AgML: A Python repository from jurriandoornbos

👨🏿‍💻👩🏽‍💻🌈🪴 Want to join the AI Institute for Food Systems team and help lead AgML development? 🪴🌈👩🏼‍💻👨🏻‍💻

We're looking to hire a postdoc with both Python library development and ML experience. Send your resume and GitHub profile link to jmearles@ucdavis.edu!

Overview

AgML is a comprehensive library for agricultural machine learning. Currently, AgML provides access to a wealth of public agricultural datasets for common agricultural deep learning tasks. In the future, AgML will provide ag-specific ML functionality related to data, training, and evaluation. Here's a conceptual diagram of the overall framework.

AgML supports both the TensorFlow and PyTorch machine learning frameworks.

Installation

To install the latest release of AgML, run the following command:

pip install agml

Quick Start

AgML is designed for easy usage of agricultural data in a variety of formats. You can start off by using the AgMLDataLoader to download and load a dataset into a container:

import agml

loader = agml.data.AgMLDataLoader('apple_flower_segmentation')

You can then use the in-built processing methods to get the loader ready for your training and evaluation pipelines. This includes, but is not limited to, batching data, shuffling data, splitting data into training, validation, and test sets, and applying transforms.

import albumentations as A

# Batch the dataset into collections of 8 pieces of data:
loader.batch(8)

# Shuffle the data:
loader.shuffle()

# Apply transforms to the input images and output annotation masks:
loader.mask_to_channel_basis()
loader.transform(
    transform = A.RandomContrast(),
    dual_transform = A.Compose([A.RandomRotate90()])
)

# Split the data into train/val/test sets.
loader.split(train = 0.8, val = 0.1, test = 0.1)
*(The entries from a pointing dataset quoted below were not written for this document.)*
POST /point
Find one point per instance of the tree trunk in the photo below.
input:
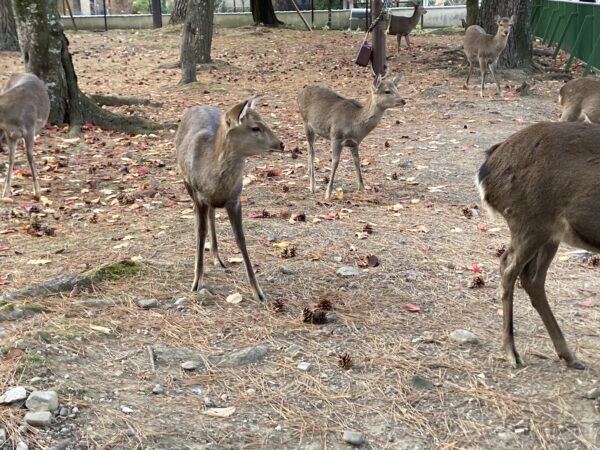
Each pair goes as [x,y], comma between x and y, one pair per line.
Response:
[196,38]
[263,12]
[472,12]
[519,51]
[178,13]
[45,52]
[8,28]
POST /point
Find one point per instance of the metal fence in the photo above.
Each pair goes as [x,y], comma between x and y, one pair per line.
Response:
[572,26]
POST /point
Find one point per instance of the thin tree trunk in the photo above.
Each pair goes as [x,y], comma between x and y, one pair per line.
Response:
[8,29]
[519,51]
[45,50]
[178,13]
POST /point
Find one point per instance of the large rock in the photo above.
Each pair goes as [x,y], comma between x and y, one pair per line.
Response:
[42,401]
[13,395]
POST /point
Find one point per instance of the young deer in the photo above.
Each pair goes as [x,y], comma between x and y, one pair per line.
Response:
[344,121]
[24,109]
[211,150]
[486,48]
[403,26]
[544,181]
[580,101]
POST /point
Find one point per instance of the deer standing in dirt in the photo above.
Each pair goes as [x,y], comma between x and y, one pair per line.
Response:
[211,150]
[486,48]
[580,101]
[24,109]
[402,26]
[544,181]
[343,121]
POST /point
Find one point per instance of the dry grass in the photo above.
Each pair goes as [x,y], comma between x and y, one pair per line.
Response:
[420,234]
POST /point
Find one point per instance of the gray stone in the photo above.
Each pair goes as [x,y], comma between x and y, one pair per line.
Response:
[249,355]
[305,367]
[348,271]
[420,383]
[42,401]
[38,418]
[353,437]
[464,337]
[147,303]
[15,394]
[593,393]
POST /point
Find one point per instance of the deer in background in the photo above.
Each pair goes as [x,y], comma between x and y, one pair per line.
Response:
[580,101]
[402,26]
[343,121]
[24,110]
[211,149]
[486,48]
[544,181]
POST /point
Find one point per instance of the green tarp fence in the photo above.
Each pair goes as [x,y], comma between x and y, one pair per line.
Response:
[572,26]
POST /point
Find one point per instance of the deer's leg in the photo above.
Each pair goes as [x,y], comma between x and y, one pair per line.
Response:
[214,249]
[310,138]
[12,150]
[356,158]
[336,151]
[234,210]
[533,278]
[493,71]
[201,216]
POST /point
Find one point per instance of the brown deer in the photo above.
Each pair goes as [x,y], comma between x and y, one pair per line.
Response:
[580,101]
[486,48]
[402,26]
[544,181]
[24,109]
[343,121]
[211,149]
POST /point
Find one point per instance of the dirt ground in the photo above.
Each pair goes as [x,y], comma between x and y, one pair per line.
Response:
[109,196]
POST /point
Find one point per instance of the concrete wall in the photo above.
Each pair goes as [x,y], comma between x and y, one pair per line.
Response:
[435,18]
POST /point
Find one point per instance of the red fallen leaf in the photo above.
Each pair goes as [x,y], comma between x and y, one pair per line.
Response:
[588,303]
[411,307]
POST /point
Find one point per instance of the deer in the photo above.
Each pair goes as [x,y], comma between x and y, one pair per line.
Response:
[402,26]
[544,181]
[486,49]
[211,149]
[24,110]
[580,101]
[344,121]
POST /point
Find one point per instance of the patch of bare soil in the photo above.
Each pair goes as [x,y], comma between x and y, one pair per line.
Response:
[383,363]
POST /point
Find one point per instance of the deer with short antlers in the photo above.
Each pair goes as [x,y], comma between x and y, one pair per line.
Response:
[544,181]
[486,48]
[211,149]
[344,121]
[24,110]
[580,101]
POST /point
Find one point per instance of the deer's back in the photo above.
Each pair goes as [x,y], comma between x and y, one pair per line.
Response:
[546,171]
[325,110]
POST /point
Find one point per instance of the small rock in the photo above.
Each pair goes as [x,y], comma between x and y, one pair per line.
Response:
[420,383]
[190,365]
[38,418]
[464,337]
[42,401]
[348,271]
[15,394]
[353,437]
[147,303]
[304,367]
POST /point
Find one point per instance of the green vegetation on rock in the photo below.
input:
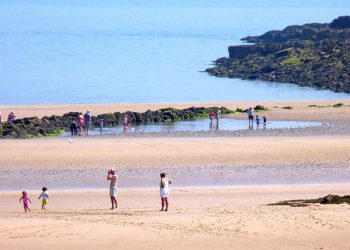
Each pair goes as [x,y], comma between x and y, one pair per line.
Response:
[314,55]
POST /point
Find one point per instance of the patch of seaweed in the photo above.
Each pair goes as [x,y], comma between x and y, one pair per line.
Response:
[329,199]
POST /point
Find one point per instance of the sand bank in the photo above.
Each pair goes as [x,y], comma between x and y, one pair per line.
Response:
[208,218]
[299,107]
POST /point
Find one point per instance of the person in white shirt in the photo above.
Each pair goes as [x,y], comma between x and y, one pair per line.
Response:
[45,198]
[164,191]
[113,178]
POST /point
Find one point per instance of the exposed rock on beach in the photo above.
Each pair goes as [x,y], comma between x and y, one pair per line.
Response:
[314,55]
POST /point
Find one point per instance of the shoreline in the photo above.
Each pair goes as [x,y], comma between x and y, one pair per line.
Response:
[40,110]
[197,219]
The split datasets can be accessed using loader.train_data, loader.val_data, and loader.test_data. Any further processing applied to the main loader will be applied to the split datasets, until the split attributes are accessed, at which point you need to apply processing independently to each of the loaders. You can also turn toggle processing on and off using the loader.eval(), loader.reset_preprocessing(), and loader.disable_preprocessing() methods.
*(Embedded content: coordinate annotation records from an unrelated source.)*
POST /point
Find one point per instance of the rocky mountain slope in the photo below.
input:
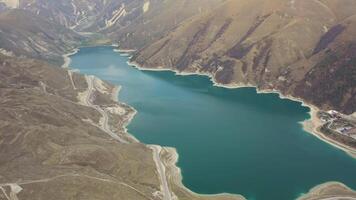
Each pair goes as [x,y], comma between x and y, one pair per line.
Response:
[55,146]
[301,48]
[52,145]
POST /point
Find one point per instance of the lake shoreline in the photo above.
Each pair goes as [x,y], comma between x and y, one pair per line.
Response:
[171,158]
[309,125]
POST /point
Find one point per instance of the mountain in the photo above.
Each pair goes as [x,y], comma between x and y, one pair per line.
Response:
[26,34]
[296,47]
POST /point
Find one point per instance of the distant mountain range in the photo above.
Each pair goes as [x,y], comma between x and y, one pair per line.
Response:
[303,48]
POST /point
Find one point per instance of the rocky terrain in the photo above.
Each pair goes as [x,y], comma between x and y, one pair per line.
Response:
[25,34]
[61,141]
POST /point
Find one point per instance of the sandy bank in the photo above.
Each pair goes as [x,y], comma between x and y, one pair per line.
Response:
[310,125]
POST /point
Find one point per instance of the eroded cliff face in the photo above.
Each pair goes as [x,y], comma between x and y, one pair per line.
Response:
[51,146]
[301,48]
[25,34]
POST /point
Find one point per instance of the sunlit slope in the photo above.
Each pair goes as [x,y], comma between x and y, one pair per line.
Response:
[273,45]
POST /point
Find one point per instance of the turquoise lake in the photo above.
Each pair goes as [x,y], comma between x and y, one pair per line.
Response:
[228,140]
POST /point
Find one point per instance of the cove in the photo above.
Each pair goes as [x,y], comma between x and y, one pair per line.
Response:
[228,140]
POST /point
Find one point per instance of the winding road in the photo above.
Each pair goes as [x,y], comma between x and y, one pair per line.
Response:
[161,171]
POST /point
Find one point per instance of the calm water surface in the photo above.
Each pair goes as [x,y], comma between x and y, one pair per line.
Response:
[234,141]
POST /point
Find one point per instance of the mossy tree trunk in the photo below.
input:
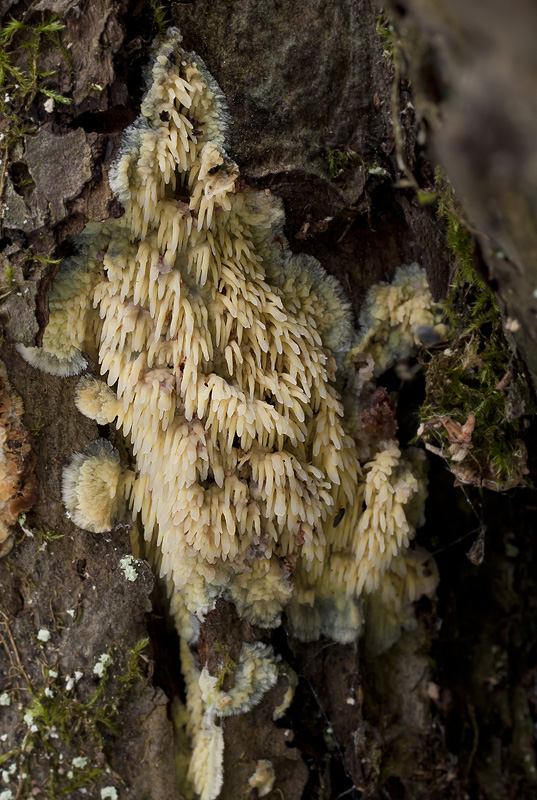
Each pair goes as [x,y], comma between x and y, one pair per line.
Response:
[326,117]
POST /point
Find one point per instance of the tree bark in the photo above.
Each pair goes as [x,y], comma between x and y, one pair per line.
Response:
[325,117]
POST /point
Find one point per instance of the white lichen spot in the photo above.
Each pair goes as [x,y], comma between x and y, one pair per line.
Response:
[127,565]
[29,717]
[109,793]
[103,662]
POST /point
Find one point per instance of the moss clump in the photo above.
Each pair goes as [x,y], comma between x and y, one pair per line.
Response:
[63,727]
[339,161]
[468,415]
[22,79]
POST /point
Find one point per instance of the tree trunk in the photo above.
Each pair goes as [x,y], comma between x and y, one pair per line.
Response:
[326,117]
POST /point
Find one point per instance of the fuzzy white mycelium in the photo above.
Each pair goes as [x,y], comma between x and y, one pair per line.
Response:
[220,349]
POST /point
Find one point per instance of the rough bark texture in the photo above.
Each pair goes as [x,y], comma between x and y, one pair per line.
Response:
[450,710]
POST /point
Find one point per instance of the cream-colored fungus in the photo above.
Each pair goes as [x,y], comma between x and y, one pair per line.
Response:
[221,351]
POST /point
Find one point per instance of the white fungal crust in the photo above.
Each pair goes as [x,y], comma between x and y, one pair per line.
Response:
[398,317]
[90,486]
[257,672]
[215,346]
[219,349]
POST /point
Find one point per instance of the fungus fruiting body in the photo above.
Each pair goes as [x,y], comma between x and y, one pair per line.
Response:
[221,353]
[18,484]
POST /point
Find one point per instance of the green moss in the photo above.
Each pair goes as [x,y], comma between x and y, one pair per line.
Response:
[63,729]
[475,373]
[22,79]
[339,162]
[386,33]
[228,667]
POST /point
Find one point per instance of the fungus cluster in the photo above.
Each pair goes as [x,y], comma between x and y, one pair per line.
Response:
[221,353]
[18,484]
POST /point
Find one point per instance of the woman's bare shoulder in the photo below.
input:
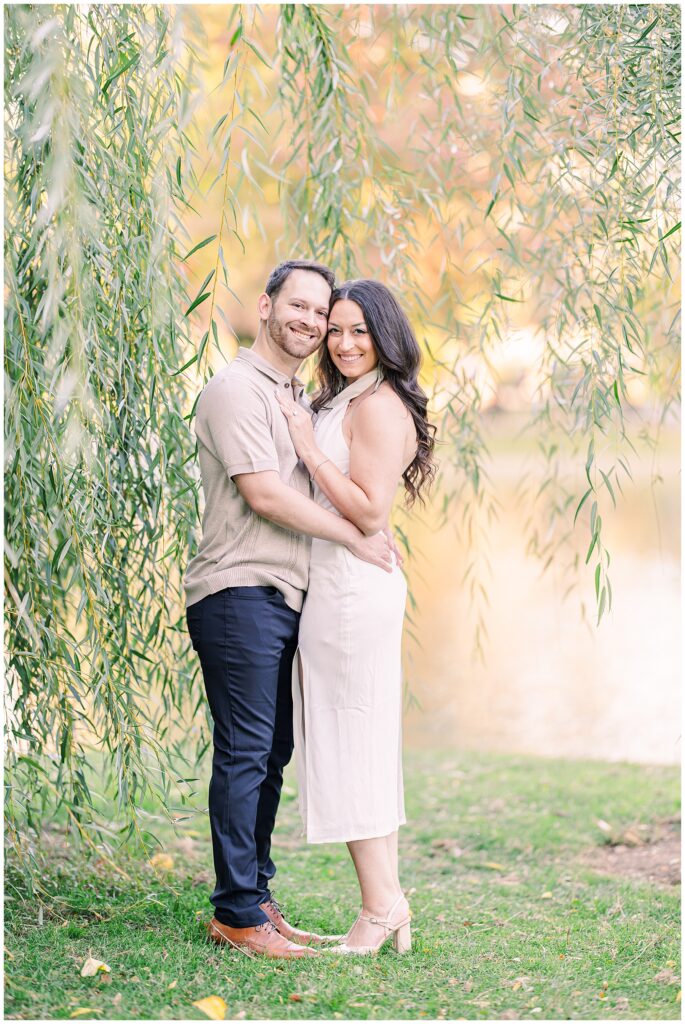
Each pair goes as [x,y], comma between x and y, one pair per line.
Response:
[383,402]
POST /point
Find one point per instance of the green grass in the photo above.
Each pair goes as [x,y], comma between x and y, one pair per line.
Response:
[508,920]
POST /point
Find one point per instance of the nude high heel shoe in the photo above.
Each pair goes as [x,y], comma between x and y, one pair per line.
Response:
[399,931]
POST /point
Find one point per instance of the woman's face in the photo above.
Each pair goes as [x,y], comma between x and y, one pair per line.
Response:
[348,340]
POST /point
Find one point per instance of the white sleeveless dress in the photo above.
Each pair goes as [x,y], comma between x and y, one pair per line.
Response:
[347,678]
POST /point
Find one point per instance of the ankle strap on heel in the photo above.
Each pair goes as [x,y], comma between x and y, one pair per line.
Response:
[385,923]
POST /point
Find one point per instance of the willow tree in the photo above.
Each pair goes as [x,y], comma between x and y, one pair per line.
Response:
[539,159]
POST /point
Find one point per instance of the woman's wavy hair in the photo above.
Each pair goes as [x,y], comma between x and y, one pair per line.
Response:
[399,357]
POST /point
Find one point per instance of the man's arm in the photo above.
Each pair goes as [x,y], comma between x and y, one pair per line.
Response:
[270,498]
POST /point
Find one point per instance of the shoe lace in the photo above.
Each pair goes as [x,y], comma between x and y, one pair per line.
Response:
[266,926]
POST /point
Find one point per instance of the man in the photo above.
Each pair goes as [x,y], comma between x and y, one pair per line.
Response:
[245,590]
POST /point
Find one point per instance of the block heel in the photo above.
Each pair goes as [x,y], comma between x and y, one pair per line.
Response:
[401,939]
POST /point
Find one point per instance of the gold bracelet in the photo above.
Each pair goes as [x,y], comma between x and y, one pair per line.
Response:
[318,467]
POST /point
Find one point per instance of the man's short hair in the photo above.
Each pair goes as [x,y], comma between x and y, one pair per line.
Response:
[282,272]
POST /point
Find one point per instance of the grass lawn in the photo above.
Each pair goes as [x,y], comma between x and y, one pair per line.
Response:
[515,915]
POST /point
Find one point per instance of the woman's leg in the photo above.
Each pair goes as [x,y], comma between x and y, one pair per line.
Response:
[376,864]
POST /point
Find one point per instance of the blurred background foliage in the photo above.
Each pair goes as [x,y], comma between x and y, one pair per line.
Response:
[512,172]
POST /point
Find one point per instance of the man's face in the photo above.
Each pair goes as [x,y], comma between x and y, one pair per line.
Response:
[298,318]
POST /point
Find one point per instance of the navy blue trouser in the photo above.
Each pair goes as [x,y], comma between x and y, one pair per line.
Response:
[246,638]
You can visualize data using the agml.viz module, which supports multiple different types of visualization for different data types:

# Disable processing and batching for the test data:
test_ds = loader.test_data
test_ds.batch(None)
test_ds.reset_prepreprocessing()

# Visualize the image and mask side-by-side:
agml.viz.visualize_image_and_mask(test_ds[0])

# Visualize the mask overlaid onto the image:
agml.viz.visualize_overlaid_masks(test_ds[0])
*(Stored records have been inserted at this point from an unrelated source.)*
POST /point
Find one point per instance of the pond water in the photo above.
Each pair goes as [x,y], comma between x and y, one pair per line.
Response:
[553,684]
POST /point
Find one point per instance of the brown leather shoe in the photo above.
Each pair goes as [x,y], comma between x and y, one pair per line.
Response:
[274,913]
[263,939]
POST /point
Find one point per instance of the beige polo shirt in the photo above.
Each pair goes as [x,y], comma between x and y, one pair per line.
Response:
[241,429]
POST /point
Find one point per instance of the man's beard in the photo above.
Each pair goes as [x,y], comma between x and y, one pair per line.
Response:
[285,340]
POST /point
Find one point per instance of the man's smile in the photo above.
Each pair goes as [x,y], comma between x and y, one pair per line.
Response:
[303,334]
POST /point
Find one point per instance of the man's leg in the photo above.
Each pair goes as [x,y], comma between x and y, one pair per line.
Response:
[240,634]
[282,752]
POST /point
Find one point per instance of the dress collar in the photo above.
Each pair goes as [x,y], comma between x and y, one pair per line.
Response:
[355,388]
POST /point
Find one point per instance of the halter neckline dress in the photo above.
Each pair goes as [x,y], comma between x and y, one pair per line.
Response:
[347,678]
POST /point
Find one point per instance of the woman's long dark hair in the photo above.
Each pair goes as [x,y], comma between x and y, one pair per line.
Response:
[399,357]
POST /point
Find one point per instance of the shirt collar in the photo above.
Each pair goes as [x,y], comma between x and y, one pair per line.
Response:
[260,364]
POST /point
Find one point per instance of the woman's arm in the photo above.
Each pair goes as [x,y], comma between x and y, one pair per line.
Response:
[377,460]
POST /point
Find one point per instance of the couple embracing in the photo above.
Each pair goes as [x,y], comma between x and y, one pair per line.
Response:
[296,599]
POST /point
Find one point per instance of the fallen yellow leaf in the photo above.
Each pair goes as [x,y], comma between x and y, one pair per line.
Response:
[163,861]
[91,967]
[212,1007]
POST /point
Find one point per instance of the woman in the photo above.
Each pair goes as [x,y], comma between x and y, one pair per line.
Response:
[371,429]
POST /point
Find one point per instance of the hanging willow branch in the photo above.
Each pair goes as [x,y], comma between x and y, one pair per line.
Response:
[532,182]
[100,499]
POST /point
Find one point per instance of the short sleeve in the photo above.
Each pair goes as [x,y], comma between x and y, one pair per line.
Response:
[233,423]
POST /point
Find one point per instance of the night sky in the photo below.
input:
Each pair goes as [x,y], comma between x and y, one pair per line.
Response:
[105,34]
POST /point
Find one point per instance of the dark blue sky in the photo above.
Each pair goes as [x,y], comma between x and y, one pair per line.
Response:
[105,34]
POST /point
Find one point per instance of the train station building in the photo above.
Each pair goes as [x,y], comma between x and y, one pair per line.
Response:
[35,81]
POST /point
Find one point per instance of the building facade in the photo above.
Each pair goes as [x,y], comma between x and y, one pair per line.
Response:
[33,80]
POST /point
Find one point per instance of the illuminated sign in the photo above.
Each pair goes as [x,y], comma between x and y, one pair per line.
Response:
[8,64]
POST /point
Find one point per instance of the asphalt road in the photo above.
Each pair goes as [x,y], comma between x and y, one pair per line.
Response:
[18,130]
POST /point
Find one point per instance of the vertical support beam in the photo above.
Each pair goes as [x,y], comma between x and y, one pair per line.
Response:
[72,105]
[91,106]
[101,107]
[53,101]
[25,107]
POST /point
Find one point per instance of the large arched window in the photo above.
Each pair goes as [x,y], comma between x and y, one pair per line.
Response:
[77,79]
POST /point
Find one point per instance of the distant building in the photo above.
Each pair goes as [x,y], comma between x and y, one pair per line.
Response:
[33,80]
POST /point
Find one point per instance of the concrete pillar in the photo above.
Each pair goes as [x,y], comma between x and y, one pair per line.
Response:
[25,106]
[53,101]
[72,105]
AgML supports both the TensorFlow and PyTorch libraries as backends, and provides functionality to export your loaders to native TensorFlow and PyTorch formats when you want to use them in a training pipeline. This includes both exporting the AgMLDataLoader to a tf.data.Dataset or torch.utils.data.DataLoader, but also internally converting data within the AgMLDataLoader itself, enabling access to its core functionality.

# Export the loader as a `tf.data.Dataset`:
train_ds = loader.train_data.export_tensorflow()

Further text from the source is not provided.